Competition within the industry does not work, in this area, for public safety. One manufacturer is hesitant to initiate safety design changes that might add to the cost of production without a commensurate enhance­ment of the model’s selling power, while the company’s competitor increases its share of the market by an imaginative new twist to the fin structure.

Recourse to the courts for judgment against a manufacturer by a plaintiff injured by the defective interior design of his car while involved in an accident stands a dim chance a success. While courts have ex­tended the MacPherson doctrine of defective construction to products defectively designed, the closest they have come in motor vehicle cases has been to hold the manufacturer liable for defective design of a component that was instrumental in causing the accident (e.g., defective braking system design, center of gravity of the vehicle too high, etc.).

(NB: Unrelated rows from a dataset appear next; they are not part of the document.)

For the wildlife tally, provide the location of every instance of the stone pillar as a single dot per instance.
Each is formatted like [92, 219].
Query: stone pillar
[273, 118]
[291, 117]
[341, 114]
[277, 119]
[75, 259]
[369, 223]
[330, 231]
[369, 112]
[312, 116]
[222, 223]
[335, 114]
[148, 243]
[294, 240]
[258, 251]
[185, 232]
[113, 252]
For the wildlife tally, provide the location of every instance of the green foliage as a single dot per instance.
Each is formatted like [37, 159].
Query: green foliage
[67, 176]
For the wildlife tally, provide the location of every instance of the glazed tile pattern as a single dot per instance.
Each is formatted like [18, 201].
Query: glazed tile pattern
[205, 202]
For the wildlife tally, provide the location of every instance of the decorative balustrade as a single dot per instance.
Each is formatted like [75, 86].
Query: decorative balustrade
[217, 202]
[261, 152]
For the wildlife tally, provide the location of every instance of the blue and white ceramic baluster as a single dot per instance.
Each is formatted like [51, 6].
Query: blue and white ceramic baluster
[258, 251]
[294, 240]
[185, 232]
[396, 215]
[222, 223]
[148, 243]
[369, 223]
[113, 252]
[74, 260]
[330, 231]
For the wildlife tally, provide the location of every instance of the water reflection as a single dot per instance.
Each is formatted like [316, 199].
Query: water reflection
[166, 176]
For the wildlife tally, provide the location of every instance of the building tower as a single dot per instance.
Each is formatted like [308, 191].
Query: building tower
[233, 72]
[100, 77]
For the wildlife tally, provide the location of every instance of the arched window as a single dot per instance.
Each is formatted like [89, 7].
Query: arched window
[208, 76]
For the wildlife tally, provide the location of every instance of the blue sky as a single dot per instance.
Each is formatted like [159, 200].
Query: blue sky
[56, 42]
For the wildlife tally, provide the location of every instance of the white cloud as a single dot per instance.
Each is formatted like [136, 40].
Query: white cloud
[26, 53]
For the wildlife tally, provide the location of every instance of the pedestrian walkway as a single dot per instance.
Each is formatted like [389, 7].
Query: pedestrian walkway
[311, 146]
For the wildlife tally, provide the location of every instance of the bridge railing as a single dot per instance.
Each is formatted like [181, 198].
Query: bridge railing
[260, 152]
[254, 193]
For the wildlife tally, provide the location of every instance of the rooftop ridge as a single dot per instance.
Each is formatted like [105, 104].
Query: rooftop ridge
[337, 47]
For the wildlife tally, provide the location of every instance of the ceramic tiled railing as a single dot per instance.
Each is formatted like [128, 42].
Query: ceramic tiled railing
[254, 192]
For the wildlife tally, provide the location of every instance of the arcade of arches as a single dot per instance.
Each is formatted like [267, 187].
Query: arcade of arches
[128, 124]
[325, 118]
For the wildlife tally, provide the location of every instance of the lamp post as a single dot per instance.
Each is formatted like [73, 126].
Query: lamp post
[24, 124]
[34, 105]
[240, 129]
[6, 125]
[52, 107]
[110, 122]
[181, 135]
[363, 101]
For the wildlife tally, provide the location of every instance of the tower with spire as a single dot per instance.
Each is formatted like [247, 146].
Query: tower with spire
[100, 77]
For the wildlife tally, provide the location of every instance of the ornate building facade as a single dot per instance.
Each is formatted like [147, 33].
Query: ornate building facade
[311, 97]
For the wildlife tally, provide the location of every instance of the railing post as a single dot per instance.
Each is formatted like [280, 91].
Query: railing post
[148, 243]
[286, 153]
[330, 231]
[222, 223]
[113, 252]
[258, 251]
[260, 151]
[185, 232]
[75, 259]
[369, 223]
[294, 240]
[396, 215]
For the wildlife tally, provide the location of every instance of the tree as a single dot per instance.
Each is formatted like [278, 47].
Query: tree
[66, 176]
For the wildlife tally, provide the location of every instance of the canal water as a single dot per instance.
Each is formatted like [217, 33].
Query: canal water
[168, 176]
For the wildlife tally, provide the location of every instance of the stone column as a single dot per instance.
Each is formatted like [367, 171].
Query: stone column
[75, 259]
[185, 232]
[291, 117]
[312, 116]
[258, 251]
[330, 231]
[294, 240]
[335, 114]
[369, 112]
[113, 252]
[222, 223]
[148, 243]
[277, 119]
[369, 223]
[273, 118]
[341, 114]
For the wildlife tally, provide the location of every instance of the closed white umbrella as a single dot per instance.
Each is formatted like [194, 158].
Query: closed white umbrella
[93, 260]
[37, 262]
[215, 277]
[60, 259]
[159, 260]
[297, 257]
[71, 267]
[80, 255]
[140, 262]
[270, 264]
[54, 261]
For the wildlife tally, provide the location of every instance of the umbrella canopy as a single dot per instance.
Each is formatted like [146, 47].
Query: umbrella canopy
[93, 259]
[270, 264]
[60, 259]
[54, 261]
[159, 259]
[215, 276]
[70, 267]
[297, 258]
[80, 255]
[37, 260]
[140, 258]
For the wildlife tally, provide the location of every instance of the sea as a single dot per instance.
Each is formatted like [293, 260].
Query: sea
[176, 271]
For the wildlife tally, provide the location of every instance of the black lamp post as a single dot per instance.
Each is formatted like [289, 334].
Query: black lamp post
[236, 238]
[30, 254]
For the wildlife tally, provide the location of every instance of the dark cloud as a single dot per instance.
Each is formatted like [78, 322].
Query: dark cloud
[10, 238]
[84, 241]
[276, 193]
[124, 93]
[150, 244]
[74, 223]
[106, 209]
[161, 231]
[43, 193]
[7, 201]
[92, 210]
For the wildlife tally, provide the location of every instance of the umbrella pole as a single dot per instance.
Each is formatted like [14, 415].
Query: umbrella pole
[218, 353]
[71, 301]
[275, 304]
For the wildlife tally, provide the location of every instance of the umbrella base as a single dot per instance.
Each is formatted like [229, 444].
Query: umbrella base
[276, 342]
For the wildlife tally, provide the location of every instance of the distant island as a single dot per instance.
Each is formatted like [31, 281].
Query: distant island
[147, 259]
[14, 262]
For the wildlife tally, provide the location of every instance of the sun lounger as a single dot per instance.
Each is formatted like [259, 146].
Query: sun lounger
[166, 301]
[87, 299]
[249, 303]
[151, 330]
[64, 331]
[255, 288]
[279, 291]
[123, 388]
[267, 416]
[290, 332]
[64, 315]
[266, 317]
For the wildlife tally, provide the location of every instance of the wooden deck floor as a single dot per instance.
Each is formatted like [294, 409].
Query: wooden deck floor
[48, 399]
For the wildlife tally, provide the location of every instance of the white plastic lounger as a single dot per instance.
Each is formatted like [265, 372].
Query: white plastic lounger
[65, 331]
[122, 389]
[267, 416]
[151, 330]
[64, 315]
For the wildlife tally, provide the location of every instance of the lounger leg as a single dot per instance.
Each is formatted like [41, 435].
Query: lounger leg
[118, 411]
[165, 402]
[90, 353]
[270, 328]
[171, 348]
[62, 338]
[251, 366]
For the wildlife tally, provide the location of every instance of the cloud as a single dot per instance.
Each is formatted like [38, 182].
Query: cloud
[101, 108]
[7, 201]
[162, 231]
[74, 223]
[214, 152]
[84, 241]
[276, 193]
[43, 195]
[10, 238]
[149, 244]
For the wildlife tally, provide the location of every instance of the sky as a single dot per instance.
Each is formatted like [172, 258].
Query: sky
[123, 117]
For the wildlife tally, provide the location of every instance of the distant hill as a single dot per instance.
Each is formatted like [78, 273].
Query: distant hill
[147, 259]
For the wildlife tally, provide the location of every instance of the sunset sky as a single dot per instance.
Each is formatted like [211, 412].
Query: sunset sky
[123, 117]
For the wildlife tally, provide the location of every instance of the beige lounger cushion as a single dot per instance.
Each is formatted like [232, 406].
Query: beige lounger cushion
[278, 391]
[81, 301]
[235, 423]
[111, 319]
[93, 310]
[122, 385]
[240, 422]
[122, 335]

As far as this writer could determine, there have been no reported cases involving the issue of manufacturer’s liability for de­fective interior design as the traumatic agent in causing the injury to a plaintiff involved in an accident caused by the negligence of a third party.

The problems of proof, of obtaining evi­dence and expert witnesses willing to testify are tremendous.

Defective automotive design can not be properly dealt with by the limited authority and resources of the judiciary, although a few decisions in this area might provide some incentive for the industry to improve design. By all relevant criteria, a problem with such sweep, technicalities and ramifications can best be handled by the legislative process with delegation to an appropriate adminis­trative body. It remains to be seen whether the necessary elan, so long absent, will be generated by our public representatives.

(Note: Space limitation prevents discussion of design defects that contribute to accidents, such as the terrific visual distortion of the wrap-around windshield, leakage of carbon monoxide, rear end fishtailing in hard turns, undue brake fade and dozens more.)